NOTE: Please do not provide any sort of a solution to what I am trying to do, as this ia an assessed question. Just let me know whether or not it is a valid use and explain please.
I am trying to show that the following holds: $$\int_{-\infty}^{\infty}\frac{2}{L}\sin{\frac{n\pi x}{L}}\cos{\frac{m\pi x}{L}}dx=0$$ where $n,m\in\mathbb{N}^+$ and $n\neq m$. After integrating by parts I end up with $$\int_{-\infty}^{\infty}\frac{2}{L}\sin{\frac{n\pi x}{L}}\sin{\frac{m\pi x}{L}}dx=0.$$ This is where I decide to use the delta function, but I am unsure whether it is a valid use.

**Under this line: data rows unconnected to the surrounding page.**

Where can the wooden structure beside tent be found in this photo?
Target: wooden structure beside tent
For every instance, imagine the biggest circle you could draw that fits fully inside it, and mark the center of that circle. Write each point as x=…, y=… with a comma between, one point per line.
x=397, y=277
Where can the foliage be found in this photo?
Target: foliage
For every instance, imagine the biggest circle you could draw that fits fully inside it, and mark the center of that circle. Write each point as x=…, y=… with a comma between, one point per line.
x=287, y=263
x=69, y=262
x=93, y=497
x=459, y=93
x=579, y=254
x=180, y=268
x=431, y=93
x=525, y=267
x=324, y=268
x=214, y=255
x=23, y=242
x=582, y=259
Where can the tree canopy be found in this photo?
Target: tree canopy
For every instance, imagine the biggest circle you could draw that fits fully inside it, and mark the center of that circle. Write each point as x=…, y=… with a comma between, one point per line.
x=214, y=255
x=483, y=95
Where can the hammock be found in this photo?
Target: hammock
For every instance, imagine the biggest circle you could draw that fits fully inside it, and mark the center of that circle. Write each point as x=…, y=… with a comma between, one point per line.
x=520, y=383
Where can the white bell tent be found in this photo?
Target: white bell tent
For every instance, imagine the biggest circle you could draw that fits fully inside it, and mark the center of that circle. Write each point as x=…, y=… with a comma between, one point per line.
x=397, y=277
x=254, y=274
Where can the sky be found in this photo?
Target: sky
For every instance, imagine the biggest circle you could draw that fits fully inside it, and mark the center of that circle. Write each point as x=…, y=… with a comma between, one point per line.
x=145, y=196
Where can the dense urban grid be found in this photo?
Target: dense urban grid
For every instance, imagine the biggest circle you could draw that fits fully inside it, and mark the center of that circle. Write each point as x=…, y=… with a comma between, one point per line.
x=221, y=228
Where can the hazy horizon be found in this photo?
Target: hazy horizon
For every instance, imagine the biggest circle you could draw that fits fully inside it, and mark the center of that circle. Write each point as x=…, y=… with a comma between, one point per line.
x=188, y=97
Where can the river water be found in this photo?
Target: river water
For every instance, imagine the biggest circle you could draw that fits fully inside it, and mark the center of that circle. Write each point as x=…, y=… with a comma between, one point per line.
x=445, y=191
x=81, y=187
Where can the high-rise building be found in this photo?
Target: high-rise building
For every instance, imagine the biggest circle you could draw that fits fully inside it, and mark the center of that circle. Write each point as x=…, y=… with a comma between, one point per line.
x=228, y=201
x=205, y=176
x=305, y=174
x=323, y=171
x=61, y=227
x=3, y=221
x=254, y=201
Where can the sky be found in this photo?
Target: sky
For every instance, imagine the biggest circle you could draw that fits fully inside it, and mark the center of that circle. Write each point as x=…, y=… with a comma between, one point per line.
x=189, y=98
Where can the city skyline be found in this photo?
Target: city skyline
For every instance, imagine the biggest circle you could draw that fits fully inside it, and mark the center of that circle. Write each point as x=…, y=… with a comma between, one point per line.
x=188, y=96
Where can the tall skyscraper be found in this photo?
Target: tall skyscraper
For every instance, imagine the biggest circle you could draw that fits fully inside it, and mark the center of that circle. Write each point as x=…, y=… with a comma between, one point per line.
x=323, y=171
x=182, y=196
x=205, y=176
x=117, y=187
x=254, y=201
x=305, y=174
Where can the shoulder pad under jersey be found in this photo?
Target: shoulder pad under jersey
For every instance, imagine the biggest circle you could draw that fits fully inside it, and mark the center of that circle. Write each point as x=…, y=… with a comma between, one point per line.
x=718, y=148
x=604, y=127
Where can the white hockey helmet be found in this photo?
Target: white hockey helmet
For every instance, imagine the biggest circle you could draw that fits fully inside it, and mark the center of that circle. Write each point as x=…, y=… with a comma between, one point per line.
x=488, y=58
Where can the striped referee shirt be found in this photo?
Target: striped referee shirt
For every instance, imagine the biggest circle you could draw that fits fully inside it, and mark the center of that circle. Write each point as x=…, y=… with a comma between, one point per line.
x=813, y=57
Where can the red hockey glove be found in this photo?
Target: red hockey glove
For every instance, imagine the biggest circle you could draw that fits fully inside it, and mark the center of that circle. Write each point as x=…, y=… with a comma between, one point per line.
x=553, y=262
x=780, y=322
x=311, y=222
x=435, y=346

I let $$\int_{-\infty}^{\infty}\sin{\frac{n\pi x}{L}}\sin{\frac{m\pi x}{L}}=\delta_{nm}$$ and thus it would follow that, since $m\neq n$, $$\int_{-\infty}^{\infty}\sin{\frac{n\pi x}{L}}\sin{\frac{m\pi x}{L}}=\delta_{nm}=0.$$ Does it make sense to use the delta function in such a way? Or is it being equal to $\delta_{nm}$ a consequence of the fact that it is equal to zero?
This does not have anything to do with delta function, as it was written before.
Why do you need a by parts integration? Wouldn't it be more convenient to work with a starting problem, but rewrite it in Euler-like form?